Proviso Provided that in case a company covered under this rule is required to appoint a higher number of independent directors due to composition of its audit committee, such higher number of independent directors shall be applicable to it;
Proviso Provided further that any intermittent vacancy of an independent director shall be filled up by the board at the earliest but not later than immediate next board meeting or three months from the date of such vacancy, whichever is late;
Proviso Provided also that where a company ceases to fulfil any of three conditions laid down in sub rule (1) for three consecutive years, it shall not be required to company with these provisions until such time as it meets any of such conditions.
Explanation Explanation – For the purposes of this rue, it is here by clarified that the paid up share capital or turnover or outstanding loans, debentures and deposits, as the case may be, as existing on the last date of latest audited financial statements shall be taken into account.

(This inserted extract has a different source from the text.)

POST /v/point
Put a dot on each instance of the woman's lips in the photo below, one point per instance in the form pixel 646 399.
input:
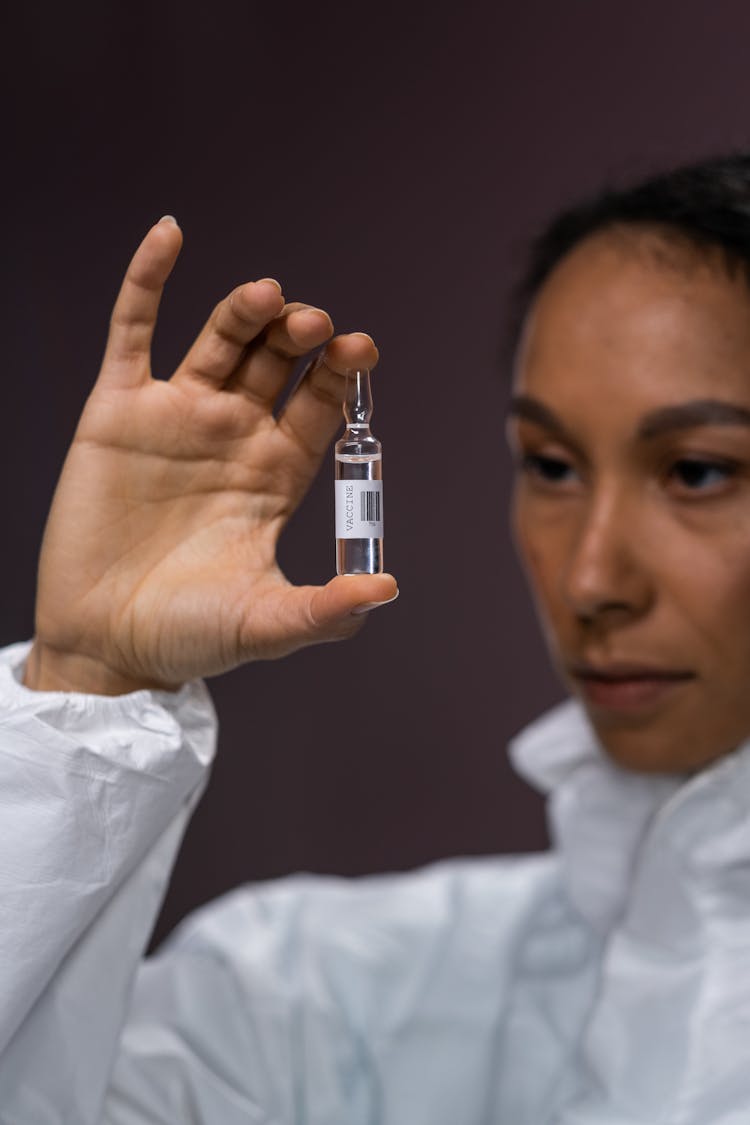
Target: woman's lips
pixel 630 691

Proviso Provided that a company belonging to any class of companies for which a higher number of independent directors has been specified in the law for the time being in fore shall comply with the requirements specified in such law.
Companies Act 2013
Chapter XI – Appointment and Qualifications of Directors
Section 172 – Penalty
Penalty provision for non-compliance/default
172  If a company contravenes any of the provisions of this Chapter and for which no specific punishment is provided therein, the company and every officer of the company who is in default shall be punishable with fine which shall not be less than fifty thousand rupees but which may extend to five lakh rupees.